Сам Веспасиан был доволен куда в меньшей степени, хотя, к превеликому его удивлению, пропавший документ несколько дней назад был возвращен ему, да не кем-нибудь, а все той же умницей Флавией. Она обнаружила его среди детских игрушек, а мальчуган заявил, что нашел эту «штучку» на полу, но ничего более конкретного сообщить по своему малолетству не смог. Веспасиан крепко обнял жену и тут же упрятал документ в самый дальний уголок своего секретного сундука. По всей видимости, похититель выронил его во время бегства. Разумеется, легат не мог не отметить, что помогло ему чуть ли не чудо, ведь письмо мог найти первым не Тит, а кто-то другой. О Юпитер, страшно подумать, чем бы тогда это кончилось! Но теперь, хвала Небу, злосчастный свиток находился на месте, однако ликование Веспасиана по этому поводу едва не сводила на нет неприятная ситуация, складывающаяся за пределами его шатра.
За день до прихода в Гесориакум к нему прискакал гонец от Плавтия с новыми разъяснениями ситуации, складывающейся в подвластных (или уже неподвластных) ему войсках. По мнению командующего (тут Веспасиан усматривал руку Нарцисса), в нынешних обстоятельствах не стоило использовать Второй легион для подавления зреющего в армии недовольства. Куда более благоразумным представлялось путем уговоров умиротворить разболтавшихся за время вынужденного безделья солдат, чем воздействовать на них грубой силой. Для бойцов, отправлявшихся в долгий и опасный поход, воспоминание о кровавых репрессиях — багаж отнюдь не самый желательный. Возможно, мирный путь к преодолению разногласий более длителен, но это не столь уж высокая цена за сохранение единства и боевого духа.
Впрочем, перспектива проторчать некоторое время на берегу узенького пролива, отделявшего Галлию от Британии, не так удручала Веспасиана, как то, что в новых планах командования участие Второго легиона в первой волне вторжения не предусматривалось вообще. Два других легиона уже в течение нескольких месяцев упорно готовились к высадке, и именно им выпадала честь первыми сойти на враждебный берег и расчистить плацдарм для прибытия остальных сил. Веспасиан понимал, что если бриттам вздумается дать решительный бой захватчикам прямо на побережье, то все лавры и, соответственно, весь политический капитал достанется командирам передовых подразделений. Имея достаточный опыт, легат предвидел, что после этого его легиону придется увязнуть в трясине бесконечных стычек с мелкими варварскими племенами, что было чревато потерями, но не обещало какой-либо славы и едва ли могло занять в анналах истории большее место, чем короткая сноска. Он впряжется в черновую работу, в то время как толпа на улицах Рима будет славить других.

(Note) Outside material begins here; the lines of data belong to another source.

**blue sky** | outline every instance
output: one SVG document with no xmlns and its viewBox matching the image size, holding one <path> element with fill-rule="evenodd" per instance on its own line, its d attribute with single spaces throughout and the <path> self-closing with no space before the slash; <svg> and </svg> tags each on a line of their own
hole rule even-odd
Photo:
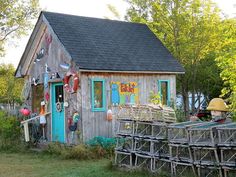
<svg viewBox="0 0 236 177">
<path fill-rule="evenodd" d="M 230 17 L 236 16 L 236 0 L 213 0 L 223 13 Z M 127 4 L 123 0 L 40 0 L 40 6 L 44 10 L 112 19 L 112 13 L 108 10 L 107 4 L 116 7 L 121 16 L 124 16 L 127 9 Z M 30 35 L 31 31 L 29 32 Z M 23 54 L 29 35 L 19 39 L 18 41 L 11 41 L 7 44 L 6 56 L 0 58 L 0 63 L 12 63 L 17 67 L 20 58 Z"/>
</svg>

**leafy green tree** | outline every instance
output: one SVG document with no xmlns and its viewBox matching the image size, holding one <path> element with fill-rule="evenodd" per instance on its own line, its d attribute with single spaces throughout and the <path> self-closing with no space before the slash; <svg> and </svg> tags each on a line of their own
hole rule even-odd
<svg viewBox="0 0 236 177">
<path fill-rule="evenodd" d="M 184 111 L 188 114 L 188 95 L 202 91 L 202 81 L 218 80 L 219 75 L 202 75 L 203 63 L 209 67 L 220 36 L 219 9 L 210 0 L 127 0 L 130 8 L 126 19 L 146 23 L 156 36 L 184 66 L 186 73 L 177 78 L 179 93 L 183 95 Z M 214 69 L 211 69 L 212 71 Z M 201 74 L 201 78 L 199 78 Z M 217 82 L 215 83 L 217 84 Z M 219 83 L 220 85 L 220 83 Z M 220 86 L 217 85 L 219 88 Z M 212 88 L 211 86 L 209 89 Z M 208 90 L 209 91 L 209 90 Z M 194 101 L 192 101 L 194 103 Z M 192 104 L 194 109 L 194 104 Z"/>
<path fill-rule="evenodd" d="M 10 38 L 20 37 L 32 28 L 39 12 L 38 0 L 0 0 L 0 56 Z"/>
<path fill-rule="evenodd" d="M 224 81 L 221 96 L 227 98 L 236 119 L 236 19 L 224 20 L 221 26 L 222 39 L 216 59 Z"/>
<path fill-rule="evenodd" d="M 14 77 L 15 68 L 13 65 L 0 65 L 0 103 L 7 103 L 10 106 L 21 103 L 21 91 L 23 79 Z"/>
</svg>

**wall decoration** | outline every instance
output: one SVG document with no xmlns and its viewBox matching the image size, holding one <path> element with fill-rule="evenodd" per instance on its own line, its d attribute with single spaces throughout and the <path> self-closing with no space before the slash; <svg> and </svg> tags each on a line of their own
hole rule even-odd
<svg viewBox="0 0 236 177">
<path fill-rule="evenodd" d="M 68 70 L 68 69 L 70 68 L 70 65 L 65 62 L 65 63 L 61 63 L 61 64 L 60 64 L 60 67 L 61 67 L 62 69 Z"/>
<path fill-rule="evenodd" d="M 52 43 L 52 35 L 46 34 L 45 35 L 45 41 L 46 41 L 46 54 L 48 55 L 50 44 Z"/>
<path fill-rule="evenodd" d="M 39 83 L 39 76 L 37 77 L 37 79 L 35 79 L 35 78 L 33 77 L 32 82 L 33 82 L 33 84 L 34 84 L 35 86 L 38 85 L 38 83 Z"/>
<path fill-rule="evenodd" d="M 114 105 L 118 105 L 120 103 L 119 85 L 116 83 L 111 84 L 111 102 Z"/>
<path fill-rule="evenodd" d="M 56 111 L 57 112 L 61 112 L 62 111 L 62 105 L 61 105 L 61 102 L 59 102 L 59 101 L 56 103 Z"/>
<path fill-rule="evenodd" d="M 137 82 L 111 82 L 111 102 L 113 105 L 138 104 Z"/>
</svg>

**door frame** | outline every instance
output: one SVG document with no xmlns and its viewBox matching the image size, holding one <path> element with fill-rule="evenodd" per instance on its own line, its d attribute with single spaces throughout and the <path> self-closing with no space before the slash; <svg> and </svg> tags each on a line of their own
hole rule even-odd
<svg viewBox="0 0 236 177">
<path fill-rule="evenodd" d="M 65 102 L 65 92 L 64 92 L 64 84 L 63 82 L 51 82 L 50 83 L 50 100 L 51 100 L 51 103 L 50 103 L 50 110 L 51 110 L 51 141 L 53 142 L 53 130 L 52 130 L 52 89 L 55 88 L 56 85 L 62 85 L 63 87 L 63 98 L 64 98 L 64 102 Z M 64 107 L 64 102 L 63 102 L 63 107 Z M 64 115 L 63 115 L 63 119 L 64 119 L 64 142 L 63 143 L 66 143 L 66 121 L 65 121 L 65 108 L 64 109 Z"/>
</svg>

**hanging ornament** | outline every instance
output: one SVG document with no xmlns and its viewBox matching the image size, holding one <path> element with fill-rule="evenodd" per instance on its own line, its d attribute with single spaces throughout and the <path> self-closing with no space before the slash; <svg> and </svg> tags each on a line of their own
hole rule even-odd
<svg viewBox="0 0 236 177">
<path fill-rule="evenodd" d="M 48 92 L 46 92 L 46 93 L 45 93 L 45 99 L 46 99 L 47 102 L 49 101 L 49 98 L 50 98 L 50 95 L 49 95 Z"/>
<path fill-rule="evenodd" d="M 56 111 L 57 112 L 61 112 L 62 111 L 62 106 L 61 106 L 61 103 L 59 101 L 56 103 Z"/>
<path fill-rule="evenodd" d="M 30 110 L 28 108 L 23 108 L 23 109 L 20 110 L 20 113 L 23 116 L 29 116 L 30 115 Z"/>
<path fill-rule="evenodd" d="M 65 63 L 61 63 L 61 64 L 60 64 L 60 67 L 61 67 L 62 69 L 68 70 L 68 69 L 70 68 L 70 65 L 65 62 Z"/>
<path fill-rule="evenodd" d="M 108 110 L 107 110 L 107 120 L 108 120 L 108 121 L 111 121 L 111 120 L 112 120 L 112 111 L 111 111 L 111 109 L 108 109 Z"/>
<path fill-rule="evenodd" d="M 79 119 L 80 119 L 79 113 L 75 112 L 73 115 L 73 122 L 77 123 L 79 121 Z"/>
</svg>

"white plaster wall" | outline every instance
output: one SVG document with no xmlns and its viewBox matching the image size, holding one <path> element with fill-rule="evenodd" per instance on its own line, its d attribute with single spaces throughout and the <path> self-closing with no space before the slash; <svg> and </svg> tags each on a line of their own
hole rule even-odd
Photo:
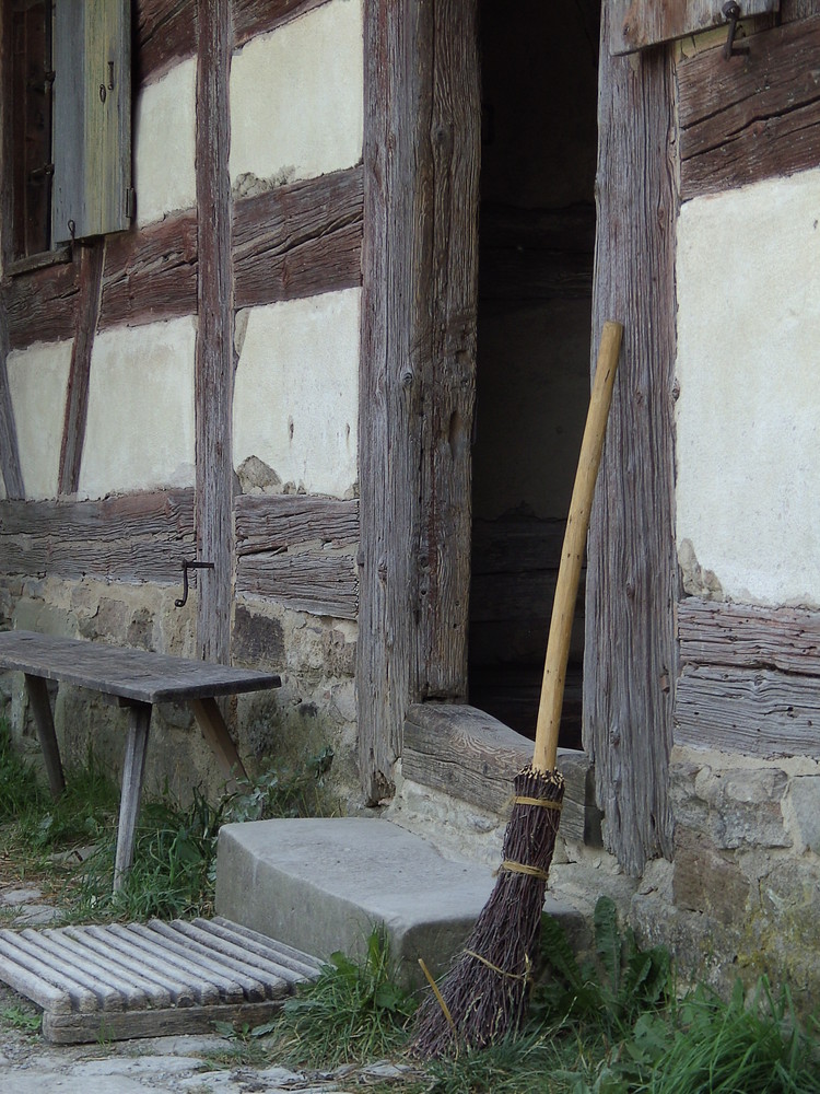
<svg viewBox="0 0 820 1094">
<path fill-rule="evenodd" d="M 312 178 L 362 156 L 362 0 L 253 38 L 231 67 L 231 178 Z"/>
<path fill-rule="evenodd" d="M 36 342 L 7 359 L 26 498 L 54 498 L 73 342 Z"/>
<path fill-rule="evenodd" d="M 253 455 L 283 484 L 308 493 L 352 494 L 360 298 L 360 289 L 345 289 L 241 313 L 236 467 Z"/>
<path fill-rule="evenodd" d="M 194 484 L 196 316 L 94 340 L 79 493 Z"/>
<path fill-rule="evenodd" d="M 140 225 L 196 205 L 196 90 L 191 58 L 144 86 L 137 98 L 133 185 Z"/>
<path fill-rule="evenodd" d="M 686 203 L 678 542 L 723 594 L 820 605 L 820 170 Z"/>
</svg>

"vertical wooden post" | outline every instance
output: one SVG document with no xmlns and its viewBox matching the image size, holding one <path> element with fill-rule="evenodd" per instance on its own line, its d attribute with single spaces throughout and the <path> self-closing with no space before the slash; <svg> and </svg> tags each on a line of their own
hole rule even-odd
<svg viewBox="0 0 820 1094">
<path fill-rule="evenodd" d="M 133 841 L 140 813 L 142 780 L 145 773 L 151 703 L 134 702 L 128 708 L 128 736 L 122 764 L 122 789 L 119 801 L 117 851 L 114 859 L 114 892 L 122 888 L 125 875 L 133 862 Z"/>
<path fill-rule="evenodd" d="M 57 734 L 54 728 L 48 686 L 40 676 L 31 676 L 26 673 L 25 689 L 28 694 L 32 710 L 34 711 L 34 724 L 37 728 L 37 737 L 39 738 L 43 759 L 46 764 L 48 788 L 51 791 L 51 798 L 57 799 L 66 789 L 66 778 L 62 773 L 60 747 L 57 744 Z"/>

Впрочем, подумал он вдруг, все это обернется реальностью только в том случае, если Плавтию удастся (миром, не миром, правдами или неправдами) совладать с мятежом.
Картина, представшая взору легата, когда он шествовал к генералу, возмутила его до крайности. О какой-либо дисциплине в гигантском воинском лагере, похоже, даже и речи не шло. Мало кто из встречавшихся ему солдат удосуживался поприветствовать его салютом. Хорошо еще, что эти нагло шатавшиеся без дела, одетые не по форме и практически поголовно пьяные легионеры все-таки не отваживались его задирать, хотя взгляды их были полны неприязни. Все выглядело так, будто во всей этой, с позволения сказать, армии соблюдать устав и выполнять приказания вышестоящих чинов считали нужным лишь командиры, и то, вероятно, с оглядкой на своих совершенно охамевших бойцов.